El postulador de la causa le ha definido como “el mártir de la Iglesia del Concilio”. El lema de su episcopado era ”sentire cum Ecclesia”, sentir con la Iglesia, estar en comunión con la Iglesia. Y muchos que lo conocieron y lo escucharon insisten en que el objetivo de su vida consistía en un rotundo “primero Dios”.
Puede haber muchas personas y grupos que se quieran apropiar el testimonio de monseñor Romero, pero él fue testigo de Cristo, lo mismo que Cristo fue un mártir de Dios. Su beatificación es una confirmación de este carácter cristocéntrico y eclesial de la entrega de este obispo.
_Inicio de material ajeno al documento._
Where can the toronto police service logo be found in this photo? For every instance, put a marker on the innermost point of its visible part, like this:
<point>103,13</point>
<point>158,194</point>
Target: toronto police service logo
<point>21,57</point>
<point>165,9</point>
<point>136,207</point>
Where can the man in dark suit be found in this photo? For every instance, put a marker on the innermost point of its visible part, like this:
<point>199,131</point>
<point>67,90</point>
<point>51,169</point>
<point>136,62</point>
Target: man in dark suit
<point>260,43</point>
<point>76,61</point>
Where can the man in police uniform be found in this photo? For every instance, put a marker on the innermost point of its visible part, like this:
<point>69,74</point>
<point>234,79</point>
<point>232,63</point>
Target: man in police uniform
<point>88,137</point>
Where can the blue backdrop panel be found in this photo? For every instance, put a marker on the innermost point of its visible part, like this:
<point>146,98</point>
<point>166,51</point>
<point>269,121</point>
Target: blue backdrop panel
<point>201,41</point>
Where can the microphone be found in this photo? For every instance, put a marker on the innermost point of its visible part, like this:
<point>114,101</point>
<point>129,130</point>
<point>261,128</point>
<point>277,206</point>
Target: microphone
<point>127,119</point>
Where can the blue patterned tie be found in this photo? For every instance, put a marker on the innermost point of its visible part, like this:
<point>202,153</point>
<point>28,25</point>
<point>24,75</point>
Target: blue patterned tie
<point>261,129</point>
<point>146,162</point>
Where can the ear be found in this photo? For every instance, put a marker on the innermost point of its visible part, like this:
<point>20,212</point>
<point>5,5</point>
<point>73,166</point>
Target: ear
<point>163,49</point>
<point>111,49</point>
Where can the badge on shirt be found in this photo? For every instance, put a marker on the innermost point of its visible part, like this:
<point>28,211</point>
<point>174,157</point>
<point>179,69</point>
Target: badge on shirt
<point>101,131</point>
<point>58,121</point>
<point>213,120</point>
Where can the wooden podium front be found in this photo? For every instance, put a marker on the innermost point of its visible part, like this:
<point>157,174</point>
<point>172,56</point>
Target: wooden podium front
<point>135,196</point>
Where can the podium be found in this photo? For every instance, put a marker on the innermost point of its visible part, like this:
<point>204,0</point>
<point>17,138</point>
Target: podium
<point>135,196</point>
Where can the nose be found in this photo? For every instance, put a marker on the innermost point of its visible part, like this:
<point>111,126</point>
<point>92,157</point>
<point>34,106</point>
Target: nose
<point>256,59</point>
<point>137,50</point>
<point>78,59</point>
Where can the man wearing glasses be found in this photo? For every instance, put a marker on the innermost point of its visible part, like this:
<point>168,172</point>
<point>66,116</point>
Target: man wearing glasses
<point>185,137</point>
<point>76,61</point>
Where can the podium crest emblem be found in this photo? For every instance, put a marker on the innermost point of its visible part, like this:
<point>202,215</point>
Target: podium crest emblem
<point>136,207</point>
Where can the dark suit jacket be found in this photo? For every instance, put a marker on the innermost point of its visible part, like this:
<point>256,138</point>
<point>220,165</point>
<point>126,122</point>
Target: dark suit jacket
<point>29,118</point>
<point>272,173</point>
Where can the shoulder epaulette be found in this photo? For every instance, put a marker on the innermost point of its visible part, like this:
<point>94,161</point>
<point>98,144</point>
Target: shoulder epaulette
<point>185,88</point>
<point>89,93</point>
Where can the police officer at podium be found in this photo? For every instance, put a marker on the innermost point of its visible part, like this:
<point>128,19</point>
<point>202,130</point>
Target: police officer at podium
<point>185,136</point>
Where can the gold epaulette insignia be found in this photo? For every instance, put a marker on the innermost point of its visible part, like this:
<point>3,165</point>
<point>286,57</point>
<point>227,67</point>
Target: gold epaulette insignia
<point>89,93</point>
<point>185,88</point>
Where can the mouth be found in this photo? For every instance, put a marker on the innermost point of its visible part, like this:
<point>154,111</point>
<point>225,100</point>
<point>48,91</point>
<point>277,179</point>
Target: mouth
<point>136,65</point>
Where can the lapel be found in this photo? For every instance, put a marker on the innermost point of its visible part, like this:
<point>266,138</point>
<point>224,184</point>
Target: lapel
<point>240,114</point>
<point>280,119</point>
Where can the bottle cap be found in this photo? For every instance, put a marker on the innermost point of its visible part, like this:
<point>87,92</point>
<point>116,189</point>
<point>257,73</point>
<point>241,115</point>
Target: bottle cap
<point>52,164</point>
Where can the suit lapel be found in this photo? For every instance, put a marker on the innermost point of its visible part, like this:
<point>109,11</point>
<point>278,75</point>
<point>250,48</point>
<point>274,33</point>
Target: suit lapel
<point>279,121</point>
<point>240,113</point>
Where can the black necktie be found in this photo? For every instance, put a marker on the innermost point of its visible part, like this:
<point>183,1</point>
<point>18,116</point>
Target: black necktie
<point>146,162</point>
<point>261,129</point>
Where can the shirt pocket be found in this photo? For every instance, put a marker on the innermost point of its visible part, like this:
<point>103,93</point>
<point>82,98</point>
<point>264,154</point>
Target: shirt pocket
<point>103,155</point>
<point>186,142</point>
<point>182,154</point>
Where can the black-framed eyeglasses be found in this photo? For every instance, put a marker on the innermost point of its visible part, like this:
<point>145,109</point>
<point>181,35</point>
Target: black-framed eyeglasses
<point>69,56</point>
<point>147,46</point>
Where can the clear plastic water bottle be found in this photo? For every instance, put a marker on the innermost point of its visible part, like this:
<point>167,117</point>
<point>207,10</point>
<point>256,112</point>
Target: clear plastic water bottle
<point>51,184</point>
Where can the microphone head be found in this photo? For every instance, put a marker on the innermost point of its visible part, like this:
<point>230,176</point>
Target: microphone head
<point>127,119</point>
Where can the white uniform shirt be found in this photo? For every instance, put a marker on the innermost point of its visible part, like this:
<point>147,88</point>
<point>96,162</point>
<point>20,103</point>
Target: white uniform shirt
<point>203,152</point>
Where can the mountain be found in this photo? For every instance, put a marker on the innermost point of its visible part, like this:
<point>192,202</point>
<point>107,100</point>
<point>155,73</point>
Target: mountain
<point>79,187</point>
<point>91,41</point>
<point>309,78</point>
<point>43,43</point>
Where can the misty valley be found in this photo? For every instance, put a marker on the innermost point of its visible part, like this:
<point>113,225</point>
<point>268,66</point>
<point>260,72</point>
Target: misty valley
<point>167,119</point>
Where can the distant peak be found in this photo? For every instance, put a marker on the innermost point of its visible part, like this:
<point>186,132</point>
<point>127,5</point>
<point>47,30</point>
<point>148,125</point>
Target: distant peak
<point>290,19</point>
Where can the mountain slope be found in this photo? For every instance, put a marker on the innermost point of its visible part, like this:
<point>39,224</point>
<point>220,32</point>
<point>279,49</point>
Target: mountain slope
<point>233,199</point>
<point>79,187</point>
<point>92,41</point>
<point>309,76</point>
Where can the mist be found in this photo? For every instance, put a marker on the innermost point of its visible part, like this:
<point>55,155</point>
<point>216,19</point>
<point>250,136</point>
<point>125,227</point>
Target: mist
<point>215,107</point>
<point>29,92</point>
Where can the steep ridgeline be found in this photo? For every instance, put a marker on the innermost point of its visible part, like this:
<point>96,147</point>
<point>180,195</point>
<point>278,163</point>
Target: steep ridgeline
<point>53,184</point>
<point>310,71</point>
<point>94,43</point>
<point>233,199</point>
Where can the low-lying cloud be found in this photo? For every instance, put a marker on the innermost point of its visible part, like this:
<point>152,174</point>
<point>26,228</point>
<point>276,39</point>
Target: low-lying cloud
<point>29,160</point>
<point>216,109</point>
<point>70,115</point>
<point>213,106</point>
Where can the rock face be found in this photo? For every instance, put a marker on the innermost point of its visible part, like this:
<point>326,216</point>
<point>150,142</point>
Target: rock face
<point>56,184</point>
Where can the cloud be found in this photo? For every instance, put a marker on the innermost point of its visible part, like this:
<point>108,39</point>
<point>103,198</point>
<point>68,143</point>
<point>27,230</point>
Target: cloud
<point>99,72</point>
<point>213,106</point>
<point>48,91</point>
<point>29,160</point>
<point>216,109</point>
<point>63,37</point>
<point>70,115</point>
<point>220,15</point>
Su sucesor como obispo de la Iglesia de San Salvador, monseñor José Luis Escobar, ha dicho que no se trata solo “de la beatificación de una persona, sino que se trata de beatificar, por así decir, un estilo de vida nueva, un estilo de pastoral nueva”.
Las ideologías nos aprietan la mente y el corazón, nos empujan por fuera y por dentro, pero el creyente sabe volverse a la persona de Jesucristo, a su mensaje y su vida, para encontrar respuesta a los problemas de nuestro mundo. No son los poderosos los que tienen en su mano las llaves del futuro, sino los que saben entregarse a los demás, los que vencen las tentaciones del poder y aprenden a mirar a todos como personas.
La Iglesia quiere aprender de estas personas que, cargadas con sus debilidades, entregan su vida. Monseñor Romero, como tantos otros, ha sido un regalo del Espíritu para nuestra Iglesia, para América y para el mundo entero. Los “dones del Espíritu” se encarnan en personas que han sabido dejarse guiar por el amor y lo dan todo. Su preocupación por los desfavorecidos es auténtica, no retórica, les quita la vida, no les da votos ni méritos.
La Iglesia en todo el mundo celebra hoy Pentecostés. Cada año es Pentecostés, cada día puede llegar el Espíritu a nuestra vida, porque quien lo envía, Cristo, sigue vivo y actuando. El Concilio fue Pentecostés para una Iglesia que debía abrirse a un nuevo ímpetu en la misión. Esta beatificación es Pentecostés, regalo de Dios, fuego del Espíritu para nuestros cansancios, viento recio que empuja nuestra rutina y limpia nuestros egoísmos.
Aprender del otro es uno de los regalos más grandes que Dios concede a sus hijos. Aprender de los que nos llevan la delantera, aunque no siempre hayan recorrido nuestros mismos pasos en el camino.
Pentecostés es fruto de la Pascua de Jesús. La entrega creyente de monseñor Romero fue también fruto de la Pascua de Jesús y el Espíritu la hizo posible. Quiera Dios que esta beatificación también tenga frutos desde la Pascua del Testigo fiel: él nos sigue amando y sigue siendo pastor de nuestras vidas a pesar de tantas contradicciones.
Hoy es fiesta para El Salvador, semilla de esperanza para seguir resolviendo sus problemas de paz y justicia. Es fiesta para toda la Iglesia, para cada uno de sus miembros, porque Dios nos invita a vivir el Evangelio, a vivir el Concilio, a ofrecernos en el ofertorio, a amar a aquellos que Él ama, a predicar con sencillez el Reino y poner en primer término a quienes el mundo margina.
Es fiesta también para el mundo, si quiere escuchar. Personas como monseñor Romero dignifican nuestra condición humana y nos ofrecen caminos para solucionar nuestros problemas y abrir el futuro entre las nieblas de la injusticia, la violencia o el poder que nos tienta.
No todo es preocupación: hay también vida y esperanza brotando en medio de nuestras contradicciones cotidianas.